The owners of the New York Mets have settled on a $162 million lawsuit for their involvement in the Bernie Madoff fraud case. The lawsuit is favorable compared to the original charges, but the team still faces extreme financial difficulties.
Irving H. Picard, the trustee who represents the victims of Madoff's financial fraud scheme, has come to an agreement with the Mets owners, who will pay $162 million in a lawsuit that was originally set at $1 billion.
Picard was appointed in 2008 by a bankruptcy judge to recover money for Mr. Madoff's victims. Thus far, the trustee has collected as much as $9 billion, the greater sum of it retrieved from what Picard considered unjust beneficiaries of "too good to be true" financial returns.
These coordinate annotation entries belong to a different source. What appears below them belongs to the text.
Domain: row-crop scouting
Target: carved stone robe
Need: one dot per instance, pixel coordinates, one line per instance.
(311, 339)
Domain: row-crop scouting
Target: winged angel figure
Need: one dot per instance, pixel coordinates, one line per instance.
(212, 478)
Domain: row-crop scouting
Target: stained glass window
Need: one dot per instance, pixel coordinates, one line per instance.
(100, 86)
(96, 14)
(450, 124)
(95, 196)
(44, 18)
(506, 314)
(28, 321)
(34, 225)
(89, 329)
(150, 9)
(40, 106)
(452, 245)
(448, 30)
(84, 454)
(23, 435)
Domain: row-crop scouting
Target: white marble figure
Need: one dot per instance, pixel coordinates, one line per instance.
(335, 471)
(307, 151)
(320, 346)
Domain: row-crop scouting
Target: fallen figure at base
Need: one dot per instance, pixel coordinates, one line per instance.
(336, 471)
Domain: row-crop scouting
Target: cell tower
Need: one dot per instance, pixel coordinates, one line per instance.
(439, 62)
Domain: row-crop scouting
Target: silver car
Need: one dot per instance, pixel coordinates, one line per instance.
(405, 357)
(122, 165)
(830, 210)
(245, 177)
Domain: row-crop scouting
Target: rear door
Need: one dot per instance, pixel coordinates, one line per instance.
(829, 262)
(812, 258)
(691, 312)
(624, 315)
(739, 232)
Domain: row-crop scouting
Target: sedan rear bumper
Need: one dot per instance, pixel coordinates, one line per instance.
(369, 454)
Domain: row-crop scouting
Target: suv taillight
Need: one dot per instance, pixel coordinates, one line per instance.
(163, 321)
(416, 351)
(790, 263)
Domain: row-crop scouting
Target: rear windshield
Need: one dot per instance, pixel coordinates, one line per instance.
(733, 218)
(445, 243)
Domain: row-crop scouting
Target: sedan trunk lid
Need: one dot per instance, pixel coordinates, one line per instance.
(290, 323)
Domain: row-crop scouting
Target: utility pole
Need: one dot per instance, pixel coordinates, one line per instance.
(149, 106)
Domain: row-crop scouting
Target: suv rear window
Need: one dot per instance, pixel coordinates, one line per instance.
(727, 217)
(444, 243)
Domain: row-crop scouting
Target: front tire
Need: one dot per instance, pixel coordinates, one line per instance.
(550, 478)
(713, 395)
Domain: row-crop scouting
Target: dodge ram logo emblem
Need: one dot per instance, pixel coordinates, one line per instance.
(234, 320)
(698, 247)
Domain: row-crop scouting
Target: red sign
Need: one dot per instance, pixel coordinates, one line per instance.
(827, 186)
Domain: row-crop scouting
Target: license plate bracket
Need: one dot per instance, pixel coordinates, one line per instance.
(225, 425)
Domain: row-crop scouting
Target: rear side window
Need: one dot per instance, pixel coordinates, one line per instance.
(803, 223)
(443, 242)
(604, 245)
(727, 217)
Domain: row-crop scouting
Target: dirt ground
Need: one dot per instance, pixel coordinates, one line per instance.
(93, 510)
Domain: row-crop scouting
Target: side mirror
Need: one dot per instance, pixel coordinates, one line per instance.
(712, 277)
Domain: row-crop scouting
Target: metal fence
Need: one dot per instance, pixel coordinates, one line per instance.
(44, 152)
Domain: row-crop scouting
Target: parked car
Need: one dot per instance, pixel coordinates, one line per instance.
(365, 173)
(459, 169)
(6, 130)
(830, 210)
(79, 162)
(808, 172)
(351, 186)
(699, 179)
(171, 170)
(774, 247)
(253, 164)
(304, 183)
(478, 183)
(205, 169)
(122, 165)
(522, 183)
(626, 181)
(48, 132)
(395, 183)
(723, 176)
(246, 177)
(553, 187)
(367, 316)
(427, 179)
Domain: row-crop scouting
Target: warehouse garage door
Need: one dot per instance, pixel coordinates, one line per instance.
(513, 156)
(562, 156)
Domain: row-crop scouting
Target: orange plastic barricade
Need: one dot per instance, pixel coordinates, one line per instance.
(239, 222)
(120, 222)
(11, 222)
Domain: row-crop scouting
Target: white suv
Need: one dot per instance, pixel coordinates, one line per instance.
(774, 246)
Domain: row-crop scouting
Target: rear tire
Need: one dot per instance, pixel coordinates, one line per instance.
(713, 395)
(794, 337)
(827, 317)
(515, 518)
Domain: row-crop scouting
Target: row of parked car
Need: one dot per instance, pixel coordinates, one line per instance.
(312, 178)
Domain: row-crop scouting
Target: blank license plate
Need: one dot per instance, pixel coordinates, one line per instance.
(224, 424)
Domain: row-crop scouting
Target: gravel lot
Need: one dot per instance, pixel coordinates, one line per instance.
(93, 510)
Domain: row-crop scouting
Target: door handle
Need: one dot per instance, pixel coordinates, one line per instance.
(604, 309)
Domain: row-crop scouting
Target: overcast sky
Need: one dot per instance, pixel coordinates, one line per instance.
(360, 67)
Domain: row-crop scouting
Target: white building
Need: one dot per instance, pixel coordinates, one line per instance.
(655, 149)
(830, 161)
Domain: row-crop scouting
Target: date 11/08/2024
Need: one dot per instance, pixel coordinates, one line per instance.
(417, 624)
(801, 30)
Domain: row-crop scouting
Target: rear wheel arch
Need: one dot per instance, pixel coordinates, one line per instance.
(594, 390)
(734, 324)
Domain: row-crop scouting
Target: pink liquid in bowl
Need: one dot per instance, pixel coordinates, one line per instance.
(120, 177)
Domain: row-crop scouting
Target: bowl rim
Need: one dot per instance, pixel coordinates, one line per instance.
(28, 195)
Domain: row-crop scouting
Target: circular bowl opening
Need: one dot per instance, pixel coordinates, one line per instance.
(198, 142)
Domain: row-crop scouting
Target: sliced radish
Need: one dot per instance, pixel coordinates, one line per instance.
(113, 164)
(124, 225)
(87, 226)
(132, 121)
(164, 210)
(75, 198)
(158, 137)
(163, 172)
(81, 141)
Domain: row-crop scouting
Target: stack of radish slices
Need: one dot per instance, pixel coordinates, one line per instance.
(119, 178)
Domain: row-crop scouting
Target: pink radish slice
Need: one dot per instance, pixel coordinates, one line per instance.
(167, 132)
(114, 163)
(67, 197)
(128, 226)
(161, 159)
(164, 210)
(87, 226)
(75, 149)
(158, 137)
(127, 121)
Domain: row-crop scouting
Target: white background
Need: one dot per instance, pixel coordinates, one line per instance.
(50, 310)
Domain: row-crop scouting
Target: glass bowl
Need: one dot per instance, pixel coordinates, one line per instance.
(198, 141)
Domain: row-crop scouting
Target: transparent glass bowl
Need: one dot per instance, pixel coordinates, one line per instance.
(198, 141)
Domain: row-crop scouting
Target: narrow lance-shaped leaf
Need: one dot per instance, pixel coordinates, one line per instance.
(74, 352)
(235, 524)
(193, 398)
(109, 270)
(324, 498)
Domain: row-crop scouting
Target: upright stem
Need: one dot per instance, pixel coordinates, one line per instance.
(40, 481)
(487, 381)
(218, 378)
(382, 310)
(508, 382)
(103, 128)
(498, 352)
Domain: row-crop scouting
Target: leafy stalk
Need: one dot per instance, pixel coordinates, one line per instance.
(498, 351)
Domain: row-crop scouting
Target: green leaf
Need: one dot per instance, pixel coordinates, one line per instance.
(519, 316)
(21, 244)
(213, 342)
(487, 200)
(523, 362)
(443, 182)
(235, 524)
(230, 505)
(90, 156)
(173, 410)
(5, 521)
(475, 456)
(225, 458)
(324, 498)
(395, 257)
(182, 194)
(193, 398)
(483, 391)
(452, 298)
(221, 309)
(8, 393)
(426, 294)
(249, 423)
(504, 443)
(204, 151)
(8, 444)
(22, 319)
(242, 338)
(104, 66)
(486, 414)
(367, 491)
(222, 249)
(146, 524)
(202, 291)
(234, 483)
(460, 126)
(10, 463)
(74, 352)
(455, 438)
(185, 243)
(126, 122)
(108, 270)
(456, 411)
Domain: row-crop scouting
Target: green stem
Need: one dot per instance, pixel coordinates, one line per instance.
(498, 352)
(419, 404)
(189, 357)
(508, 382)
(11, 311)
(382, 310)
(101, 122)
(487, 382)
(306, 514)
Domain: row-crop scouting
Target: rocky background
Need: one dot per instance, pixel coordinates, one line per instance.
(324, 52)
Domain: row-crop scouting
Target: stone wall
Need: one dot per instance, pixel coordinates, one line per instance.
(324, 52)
Picard also accused Mets owners Fred Wilpon and Saul Katz of a turning a blind eye to fraudulent investments. The new lawsuit, however, revokes that charge and is unlikely to cost the baseball team owners any out-of-pocket cash.
The original claim of $1 billion would have forced them to sell the team, according to the owners.
"In an effort to stabilize the team's finances, the Mets appear to have sold 12 minority stakes in the club for $20 million each," the New York Times reported.
"I can't wait to get back to our businesses, which I love, and the first order of business, the first priority, is getting down to Florida tomorrow, getting to that spring training camp and bringing the Mets back to the prominence our fans deserve," Mr. Wilpon told the Times outside of federal court in Manhattan.
It is unlikely that the owners will have to pay all, if any, of the $162 million lawsuit. How much they pay will depend on Picard's efforts elsewhere, to retrieve the full amount owed to victims.
"The Mets' owners had applied to Mr. Picard to be reimbursed $178 million from their net loser accounts. If Mr. Picard's recoveries do not yield $162 million after three years, Mr. Wilpon and Mr. Katz have guaranteed to pay as much as $29 million," the Times stated.
Despite the Mets having settled the lawsuit favorably, the baseball franchise still faces other financial difficulties.
"The club has lost some $120 million over the past two years, has had to slash its payroll as attendance has fallen at Citi Field, and has had to put a portion of the team up for sale," the Times confirmed.